Já o ministro dos Transportes egípcio, Hossam Kamal, negou relatos anteriores de que o piloto teria informado falhas técnicas.
— A comunicação entre o piloto e a torre de controle aéreo foi normal, sem sinais de problemas. O piloto não pediu para mudar a rota nem fazer pouso de emergência. Tudo estava normal. O avião desapareceu de repente do radar, sem nenhum aviso prévio — disse Kamal em entrevista coletiva transmitida em rede nacional.
Segundo o site Flightradar24, que monitora o tráfego aéreo em todo o mundo, o avião registrou uma descida a uma velocidade de 1.800 metros de queda de altitude por minuto antes de desaparecer do radar.
KLM E LUFTHANSA SUSPENDEM VOOS SOBRE SINAI
A fama da Metrojet entre alguns passageiros aumenta a complexidade da investigação. Nas redes sociais russas, são frequentes reclamações sobre o estado dos aviões — entre elas, relatos de janela remendada com fita adesiva e de um passageiro que embarcou para a Turquia num assento sem cinto de segurança. Em 2011, o tanque de combustível de um avião da empresa explodiu antes de decolar da cidade siberiana de Surgut, causando quatro mortes.
Ontem, a companhia área emitiu uma nota na qual descartou falha humana e elogiou a experiência de seus pilotos. Segundo a Metrojet, a aeronave estava em boas condições. Como precaução, a companhia aérea francesa Air France e a alemã Lufthansa anunciaram a suspensão temporária dos voos sobre a Península do Sinai.
Até o momento, ao menos 129 corpos foram recuperados — a maioria incinerados, muitos ainda com os cintos de segurança colocados — e levados ao Cairo. Segundo as equipes de resgate, o avião foi partido pela metade, e os corpos foram encontrados num raio de cinco quilômetros.
“Todos os passageiros morreram”, confirmou nas redes sociais a embaixada russa no Cairo. Havia a bordo 214 russos e três ucranianos, além de sete tripulantes. As idades dos passageiros variavam entre 10 meses e 77 anos.
O presidente egípcio, Abdel Fatah al-Sisi, prestou condolências por telefone a Vladimir Putin. O presidente russo, por sua vez, declarou dia de luto e ordenou assistência imediata às famílias das vítimas, que lotaram o aeroporto de Pulkovo, em São Petersburgo, destino original da aeronave. Putin também pediu a abertura de uma investigação sobre o desastre e enviou o ministro dos Transportes ao Egito.
Nos bastidores, especula-se que possíveis ameaças à aviação civil são de particular interesse da Rússia, que já se viu envolvida em acusações de ligação com os separatistas que derrubaram o avião MH17, da Malaysia Airlines, em julho do ano passado, com 298 passageiros a bordo, no Leste da Ucrânia. Do lado egípcio, o último acidente aéreo registrado aconteceu em 2004, e deixou 148 mortos, a maioria turistas.

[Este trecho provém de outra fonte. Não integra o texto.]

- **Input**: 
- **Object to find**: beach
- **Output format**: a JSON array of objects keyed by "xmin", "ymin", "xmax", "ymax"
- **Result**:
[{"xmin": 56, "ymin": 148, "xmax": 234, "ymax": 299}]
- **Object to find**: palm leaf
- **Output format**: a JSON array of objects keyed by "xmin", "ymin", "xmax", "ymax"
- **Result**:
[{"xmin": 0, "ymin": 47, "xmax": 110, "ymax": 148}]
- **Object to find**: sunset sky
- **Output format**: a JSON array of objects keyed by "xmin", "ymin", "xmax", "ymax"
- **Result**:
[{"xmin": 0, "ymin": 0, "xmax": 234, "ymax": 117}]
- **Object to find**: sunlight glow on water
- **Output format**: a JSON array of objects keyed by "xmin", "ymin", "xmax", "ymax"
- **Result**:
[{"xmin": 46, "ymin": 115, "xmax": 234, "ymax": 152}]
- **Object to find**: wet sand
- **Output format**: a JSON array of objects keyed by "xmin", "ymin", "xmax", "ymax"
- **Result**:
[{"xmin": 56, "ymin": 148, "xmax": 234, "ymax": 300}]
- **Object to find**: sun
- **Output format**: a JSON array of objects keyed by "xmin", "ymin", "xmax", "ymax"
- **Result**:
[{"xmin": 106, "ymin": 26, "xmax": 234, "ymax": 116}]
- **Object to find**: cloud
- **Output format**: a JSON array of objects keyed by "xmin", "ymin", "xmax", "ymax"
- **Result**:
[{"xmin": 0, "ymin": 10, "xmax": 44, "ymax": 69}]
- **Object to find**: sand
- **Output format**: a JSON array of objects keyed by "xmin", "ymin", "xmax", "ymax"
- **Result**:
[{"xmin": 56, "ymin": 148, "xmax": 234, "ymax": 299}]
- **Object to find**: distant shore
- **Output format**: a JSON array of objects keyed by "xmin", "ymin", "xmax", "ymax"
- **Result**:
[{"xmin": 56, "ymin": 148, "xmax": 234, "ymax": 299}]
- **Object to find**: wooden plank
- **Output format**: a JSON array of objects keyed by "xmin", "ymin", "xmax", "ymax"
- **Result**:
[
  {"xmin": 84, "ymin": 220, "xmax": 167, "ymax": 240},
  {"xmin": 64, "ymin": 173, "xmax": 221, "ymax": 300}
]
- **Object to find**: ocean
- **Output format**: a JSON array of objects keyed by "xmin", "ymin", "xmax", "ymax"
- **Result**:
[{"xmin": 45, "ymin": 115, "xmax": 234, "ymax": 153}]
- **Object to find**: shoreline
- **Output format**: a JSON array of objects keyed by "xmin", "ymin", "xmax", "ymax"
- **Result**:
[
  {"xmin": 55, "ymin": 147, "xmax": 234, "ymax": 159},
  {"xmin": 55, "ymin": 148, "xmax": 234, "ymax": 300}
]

Quase três milhões de turistas russos — praticamente um terço dos visitantes totais de 2014 — visitam o Egito por ano, principalmente os complexos hoteleiros do Mar Vermelho.
— Ainda é muito cedo para medir o impacto que o desastre terá no turismo — minimizou o porta-voz do Ministério do Turismo egípcio, Rasha Azazi.